Fifth, we could not formally test the number of genetic and environmental factors extracted. We therefore had to rely on the more traditional methods of the scree plot and clinical interpretation. We feel confident, however, that four genetic and three specific environmental factors represent the most parsimonious structure that well accounts for the observed results.
Sixth, we lacked the ability to calculate confidence intervals for the individual parameter estimates. Given the size of our sample, we suspect that our parameter estimates are known with only moderate accuracy (55
). However, it is the broad pattern of our findings rather than the specific value of any individual parameter that is probably of greatest value in these analyses.
Seventh, substantial attrition was observed from the original birth registry through three waves of contact. However, detailed analyses of the predictors of nonresponse across waves (26
) revealed that cooperation was strongly predicted by sex, zygosity, age, and education but not psychiatric symptoms or self-report personality disorder items that have been shown empirically to predict DSM-IV personality disorder criteria in the personal interview phase. For example, among 45 predictors, including 22 mental health variables, only two—older age and monozygosity—predicted cooperation in the personal interview phase. Twin analyses of 25 mental health-related variables from earlier questionnaires reflecting psychiatric and personality disorder symptoms and substance use revealed no significant differences between those who completed a personal interview and those who did not (26
). Thus it is unlikely that attrition introduced bias in the estimates of the etiological role of genetic and environmental risk factors for this broad range of mental health indicators. Our sample is probably broadly representative of the Norwegian population with respect to psychopathology.
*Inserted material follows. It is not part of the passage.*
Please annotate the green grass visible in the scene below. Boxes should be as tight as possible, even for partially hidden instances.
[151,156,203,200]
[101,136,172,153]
Eighth, could our results be sensitive to the specific method of factor extraction? In addition to the oblique geomin rotations, we examined solutions obtained by the orthogonal varimax and oblique promax methods. All four genetic factors and the first environmental factor were stable across rotational methods, with only small differences on the second and third environmental factors (e.g., higher cross-loadings for antisocial personality disorder and drug abuse or dependence). The main features of our results, especially the four genetic factors, were stable with respect to the method of factor extraction.
Finally, could method variance account for critical parts of our findings? We used two separate instruments with different formats for the assessment of axis I versus conduct and personality disorders. However, our results suggest that this concern is unwarranted. Our second genetic factor contained five axis II personality disorders and two axis I disorders. Antisocial personality disorder and conduct disorder, both assessed in our personality disorder interview, were placed in the third genetic factor and the third environmental factor each time with other axis I disorders. This pattern of results is not consistent with a method variance account.